Why we all need to dig deeper and uncover Leeds' hidden gems - YEP Opinion
Almost every day most of us will walk past a fascinating piece of Leeds' history and not really give it a second glance or thought.
We probably don't even know we are doing it, and, as the passage of time moves on, and people inevitably forget or the backstory to a particular place or building gets lost with those that know it, we are becoming less likely to ever know.
That is the natural progression of life and society but it doesn't mean we can't all stop and take, even just a few minutes, to think about it and events such as the national programme of Heritage Open Days is the perfect place to start.
The idea was established in 1994, and Heritage Open Days is England's contribution to the European Heritage Days and has since grown into the country's largest community heritage festival.
Each place then works on its own programme to promote its buildings that have significance, those that have been re-purposed for future use and those, and often the most interesting, are those that are not usually open to the public but open their doors for this event.
Leeds CivicTrust is behind this year's city map of history and it is worth noting that we are very lucky to have a Civic Trust like them.

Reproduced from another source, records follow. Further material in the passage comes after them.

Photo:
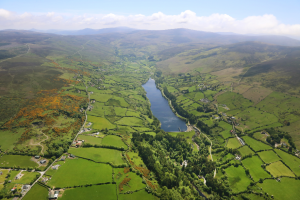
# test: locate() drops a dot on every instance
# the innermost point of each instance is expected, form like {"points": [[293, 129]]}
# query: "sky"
{"points": [[275, 17]]}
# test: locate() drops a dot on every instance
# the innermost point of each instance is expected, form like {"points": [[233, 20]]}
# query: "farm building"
{"points": [[43, 161]]}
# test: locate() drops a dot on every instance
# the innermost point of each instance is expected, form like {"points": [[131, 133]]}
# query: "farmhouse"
{"points": [[53, 194], [63, 158], [19, 176]]}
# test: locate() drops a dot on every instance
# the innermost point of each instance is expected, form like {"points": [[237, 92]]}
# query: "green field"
{"points": [[245, 150], [99, 154], [226, 132], [255, 145], [268, 156], [95, 192], [140, 195], [112, 140], [90, 139], [27, 177], [279, 169], [254, 165], [130, 121], [233, 143], [37, 192], [17, 161], [134, 184], [292, 161], [238, 180], [80, 172], [287, 188], [100, 123]]}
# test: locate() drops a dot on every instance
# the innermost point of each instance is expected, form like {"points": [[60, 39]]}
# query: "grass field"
{"points": [[233, 143], [237, 178], [245, 150], [90, 139], [37, 192], [255, 145], [134, 184], [268, 156], [226, 132], [99, 154], [254, 165], [292, 161], [112, 140], [287, 188], [80, 172], [17, 161], [138, 196], [8, 138], [26, 178], [95, 192], [100, 123], [279, 169], [130, 121]]}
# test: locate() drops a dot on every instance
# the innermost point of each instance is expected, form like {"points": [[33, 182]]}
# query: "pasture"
{"points": [[37, 192], [268, 156], [80, 172], [17, 161], [27, 178], [254, 165], [287, 188], [292, 161], [255, 145], [238, 180], [100, 123], [130, 121], [95, 192], [279, 169], [245, 150], [138, 196], [90, 139], [135, 182], [112, 140], [99, 154], [233, 143]]}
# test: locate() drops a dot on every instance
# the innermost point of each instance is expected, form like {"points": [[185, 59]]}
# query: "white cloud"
{"points": [[264, 24]]}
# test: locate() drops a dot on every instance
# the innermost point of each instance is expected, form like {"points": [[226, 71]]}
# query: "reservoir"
{"points": [[161, 109]]}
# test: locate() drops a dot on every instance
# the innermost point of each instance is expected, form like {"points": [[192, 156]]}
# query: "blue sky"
{"points": [[245, 17], [287, 11]]}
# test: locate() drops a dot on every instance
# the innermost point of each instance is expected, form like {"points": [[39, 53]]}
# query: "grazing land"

I reckon you would be hard pressed to find another of similar ilk that has the same wealth and depth of knowledge as the one that we have and the same passion for preservation and progression in the same vein as the one that we have.

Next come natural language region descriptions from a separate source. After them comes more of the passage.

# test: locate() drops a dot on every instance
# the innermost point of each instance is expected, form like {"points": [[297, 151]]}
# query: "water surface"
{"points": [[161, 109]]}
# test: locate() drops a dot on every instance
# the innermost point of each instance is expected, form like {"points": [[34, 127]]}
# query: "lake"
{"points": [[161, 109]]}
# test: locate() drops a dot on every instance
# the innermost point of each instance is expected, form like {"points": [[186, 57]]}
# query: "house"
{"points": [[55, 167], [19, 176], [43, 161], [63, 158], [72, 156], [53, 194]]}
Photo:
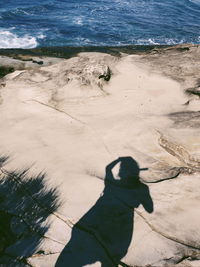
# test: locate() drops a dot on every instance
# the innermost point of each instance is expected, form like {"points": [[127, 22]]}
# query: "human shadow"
{"points": [[105, 232]]}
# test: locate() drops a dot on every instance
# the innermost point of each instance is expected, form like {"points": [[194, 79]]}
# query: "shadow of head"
{"points": [[124, 172]]}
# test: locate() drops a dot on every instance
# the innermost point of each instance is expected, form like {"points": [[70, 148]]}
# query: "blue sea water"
{"points": [[28, 24]]}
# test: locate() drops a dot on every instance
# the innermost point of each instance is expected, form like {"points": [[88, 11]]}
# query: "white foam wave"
{"points": [[11, 40]]}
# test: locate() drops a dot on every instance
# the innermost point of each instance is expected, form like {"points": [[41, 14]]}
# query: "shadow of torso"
{"points": [[104, 233]]}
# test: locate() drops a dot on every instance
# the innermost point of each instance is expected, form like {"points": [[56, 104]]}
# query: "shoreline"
{"points": [[70, 51]]}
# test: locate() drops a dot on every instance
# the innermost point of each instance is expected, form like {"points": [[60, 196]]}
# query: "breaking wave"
{"points": [[12, 40]]}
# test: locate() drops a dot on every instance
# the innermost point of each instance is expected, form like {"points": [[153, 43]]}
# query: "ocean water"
{"points": [[29, 24]]}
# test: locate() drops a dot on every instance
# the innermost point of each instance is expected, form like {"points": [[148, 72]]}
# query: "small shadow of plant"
{"points": [[25, 205]]}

The 2021 Heritage Open Days has been taking place all week and continue over the weekend, and, even if you had taken a week off work there still wouldn't have been enough time to take in all the weird and wonderful venues that are listed - so it is probably a good thing there are a mix of in person and on-line events this year.

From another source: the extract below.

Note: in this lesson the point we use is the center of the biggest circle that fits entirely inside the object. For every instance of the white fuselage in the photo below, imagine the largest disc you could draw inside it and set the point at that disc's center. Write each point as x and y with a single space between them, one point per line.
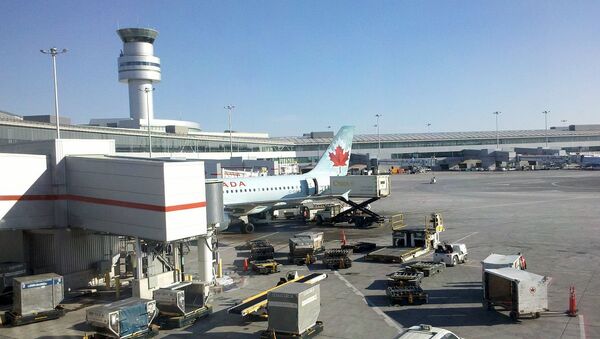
239 191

And here is a snapshot. Back to back houses in Harehills form the basis of a talk on the house type in the late 18th century, its development and eventual decline.
These houses are considered in the context of changing legislation, social and sanitary reforms, as well as architectural character and this brief look uncovers interesting insights into the lives of early and current residents.
Beer boss, Northern Monk has done tours of its Grade II listed Marshall's Mill complex, a former flax spinning mill and once the beating heart of industrial Leeds. It has been restored and the brewery is expanding each year.
And, we all know where the lake is at Roundhay Park and Mansion House but what about a medieval hunting area, or the arboretum containing many exotic trees, the sham castle and Barrans Fountain?
While events such as Heritage Open Days are great for highlighting these historical gems, it would be great if it wasn't just for one week of the year.
These buildings, places and people shaped how we live and work in the city today.